Este relato de hechos y situaciones del pasado en relación al presente, fuera de las similitudes, semejanzas y coincidencias que podemos deducir, si dudas tiene hilos conductores compatibles. Comparten una serie de elementos, términos y conceptos asimilables, guardando siempre las proporciones y orígenes de dan lugar a estas catástrofes o pandemias, de cómo se ocasionan y quienes les dan vida.

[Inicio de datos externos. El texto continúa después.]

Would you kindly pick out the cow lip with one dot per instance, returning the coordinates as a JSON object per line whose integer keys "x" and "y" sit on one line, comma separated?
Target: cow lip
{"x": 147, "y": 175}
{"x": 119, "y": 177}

Si relevamos algunos, podemos hablar de la conmoción que provoca la pérdida de nuestras libertades, de los trastornos y efectos destructivos que nos procuran, del instinto de preservación, de protección, que nos inspiran frente al temor, al miedo del otro, a lo desconocido. Al aislamiento forzoso, al estado de confinamiento que nos obligan…. Pero por cierto, lo que prima es ese reflejo a renacer, a reconstruirse, guardando viva la esperanza en que vendrán tiempos mejores.
Como ves, enredado entre la nostalgia, el entusiasmo y la idealización de la situación, sostengo profundas certidumbres en que tenemos una ocasión única y privilegiada. En el de poder reconsiderar la vida que llevamos, en revisar y analizar la calidad que nos ofrece la sociedad en que vivimos, en re-estimularla, refundarla y, por sobre todo, re-encantarla. En tratar de buscar otros parámetros de convivencia, de respeto, de tolerancia, nuevas formas de relacionarnos, dándole un verdadero sentido a nuestras vidas. De encontrar el placer y las ganas de vivirla, de “saborearla, morderla y masticarla a plena mandíbula”.